A substantial portion of the Company’s maintenance revenue is derived from annual maintenance contracts. These contracts are generally renewed on an annual basis and have a high rate of customer renewal. In addition to the recurring revenue base associated with these contracts, a majority of customers purchasing new perpetual licenses also purchase related annual maintenance contracts. As a result of the significant recurring revenue base, the Company’s maintenance revenue growth rate in any period does not necessarily correlate to the growth rate of new maintenance contracts sold during that period. To the extent the rate of customer renewal for maintenance contracts remains at current levels, incremental maintenance contracts sold with new perpetual licenses will result in maintenance revenue growth.

The second indicator software companies have is deferred revenue, which is accrued when a customer pays for a service but does not get recognized as revenue until a later date. The reason for the delay in recognizing the revenue is that the service has not been fully provided. Consider antivirus software.
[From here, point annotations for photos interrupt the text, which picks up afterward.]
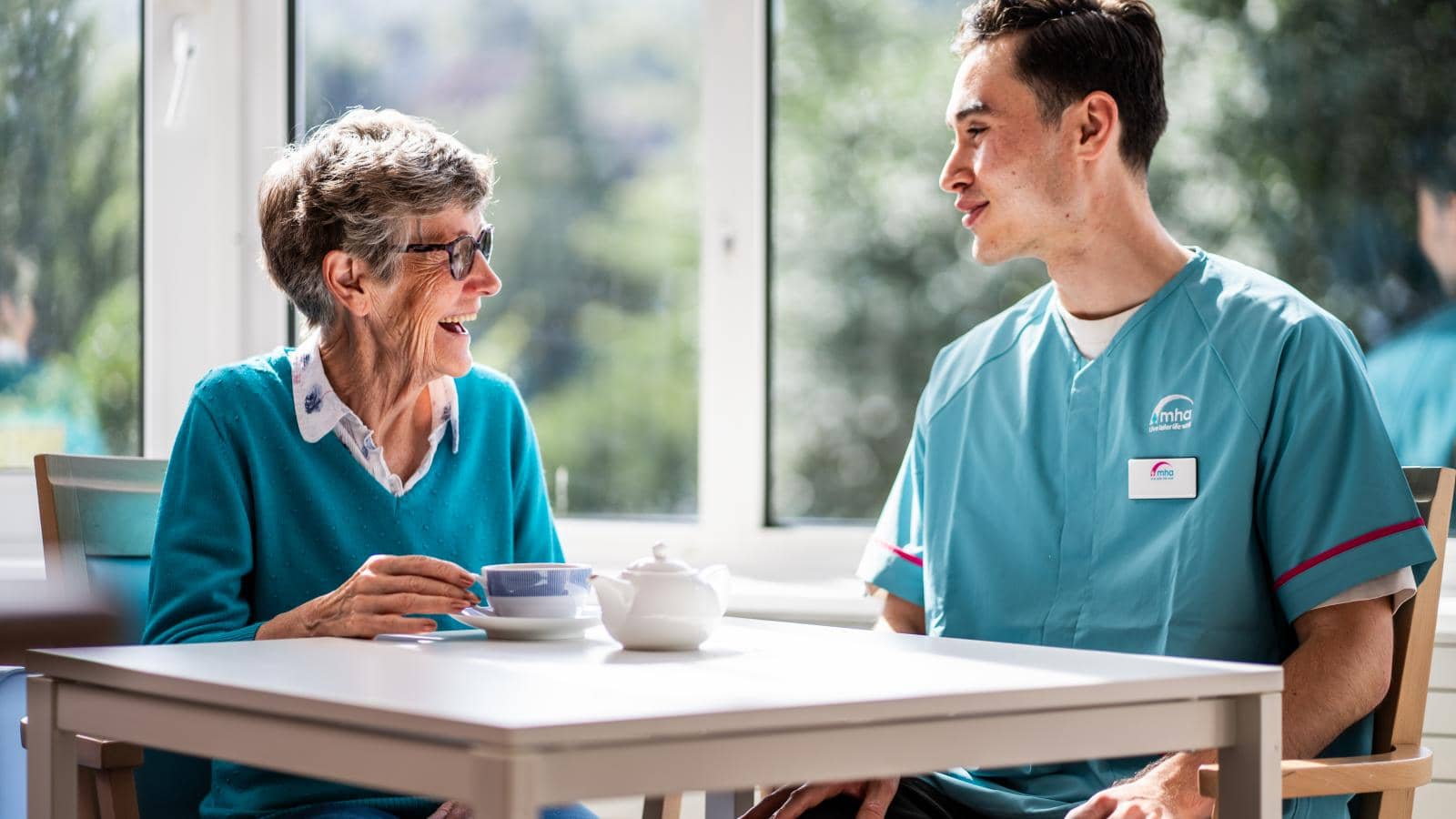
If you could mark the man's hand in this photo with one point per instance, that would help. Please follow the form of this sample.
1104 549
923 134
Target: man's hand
790 802
378 598
1168 790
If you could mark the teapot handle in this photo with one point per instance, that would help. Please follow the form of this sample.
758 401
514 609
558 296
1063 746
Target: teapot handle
717 576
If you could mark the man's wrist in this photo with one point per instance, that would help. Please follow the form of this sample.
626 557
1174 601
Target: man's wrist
1177 777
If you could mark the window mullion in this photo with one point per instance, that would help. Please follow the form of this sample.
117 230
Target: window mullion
733 281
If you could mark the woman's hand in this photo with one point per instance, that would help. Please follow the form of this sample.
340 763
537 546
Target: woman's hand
376 599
Usually the customer pays a fee to receive not only the initial software package but also one or more year’s worth of updates that will protect against newly developed viruses. If the company is obligated to provide these updates it books a portion of the money received as deferred revenue, and recognizes it on the income statement on a pro rata basis as the support period elapses. Since today’s deferred revenue is tomorrow’s revenue, the deferred revenue line can be a useful indicator of future trends in revenue.